Authorities in Montgomery County, Maryland have arrested an 18-year-old student, Andrea Ye of Rockville, for an alleged mass shooting plot targeting Wootton High School. The arrest followed the discovery of a disturbing 129-page manifesto authored by Ye, detailing strategies for carrying out such an attack, despite Ye’s claims that it was a work of fiction.

The manifesto, along with concerning internet searches made by Ye, raised red flags with state and federal officials, prompting swift action to prevent a potential tragedy. According to reports, Ye, who identifies as male, had contemplated targeting an elementary school as well.

Montgomery County Public Schools (MCPS) commended the collaboration with law enforcement, stating, “The charges are extremely serious, involving alleged threats to harm others. We value and appreciate the close collaboration between [MCPS] and MCPD in this matter, which is an example of our shared commitment to identify and address potential threats with due process before they materialize.”

The manifesto came to light on March 3 when someone who knew Ye from a psychiatric facility in Maryland shared it with Baltimore police. Ye had been receiving mental health treatment since December 2022 after making a series of alleged threats. Although Ye claimed the manifesto was a fictional story, witnesses and police found many elements too realistic to ignore.

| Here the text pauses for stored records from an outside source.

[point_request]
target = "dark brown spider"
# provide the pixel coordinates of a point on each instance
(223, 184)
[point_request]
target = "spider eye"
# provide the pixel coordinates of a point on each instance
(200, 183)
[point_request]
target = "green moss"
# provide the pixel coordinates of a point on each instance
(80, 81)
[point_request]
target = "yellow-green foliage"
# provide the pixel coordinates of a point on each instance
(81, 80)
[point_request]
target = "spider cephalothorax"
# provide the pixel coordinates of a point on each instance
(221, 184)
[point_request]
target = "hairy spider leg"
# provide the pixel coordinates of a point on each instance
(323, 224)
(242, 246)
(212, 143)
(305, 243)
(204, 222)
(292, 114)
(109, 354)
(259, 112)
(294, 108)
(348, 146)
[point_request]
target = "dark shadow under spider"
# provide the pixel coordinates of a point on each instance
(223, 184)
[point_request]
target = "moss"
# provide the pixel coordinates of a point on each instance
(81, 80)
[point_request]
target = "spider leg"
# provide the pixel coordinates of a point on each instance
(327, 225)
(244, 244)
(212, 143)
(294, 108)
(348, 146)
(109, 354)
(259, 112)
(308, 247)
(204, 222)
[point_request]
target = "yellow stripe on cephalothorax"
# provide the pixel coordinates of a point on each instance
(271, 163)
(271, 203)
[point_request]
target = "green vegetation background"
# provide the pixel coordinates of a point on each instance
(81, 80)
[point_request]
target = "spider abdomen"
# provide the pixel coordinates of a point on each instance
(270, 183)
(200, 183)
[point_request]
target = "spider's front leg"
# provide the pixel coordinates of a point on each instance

According to police documents, Ye referred to the manifesto as a “memoir” or an “autobiography,” and a former counselor reported that between October 2022 and February 2023, Ye frequently made harmful comments towards others and expressed a desire for fame through violent acts.

Ye has been charged with threat of mass violence and is being held without bond at the Montgomery County Detention Center.

The county’s crisis center services are being offered to help the community process this unsettling event. Dorne Hill, Senior Administrator for Crisis Intake and Trauma Services, praised those who raised concerns, saying, “A lot of times we hear people say well, ‘I didn’t want to make a big deal out of it,’ but sometimes there are things you need to make a big deal of even if they seem small in nature. We never know until we dig into it.”

Hill emphasized the importance of early intervention, stating, “This is a great case. This is an awesome example of the early interventions that can be helpful to the community and save a lot of people’s lives.”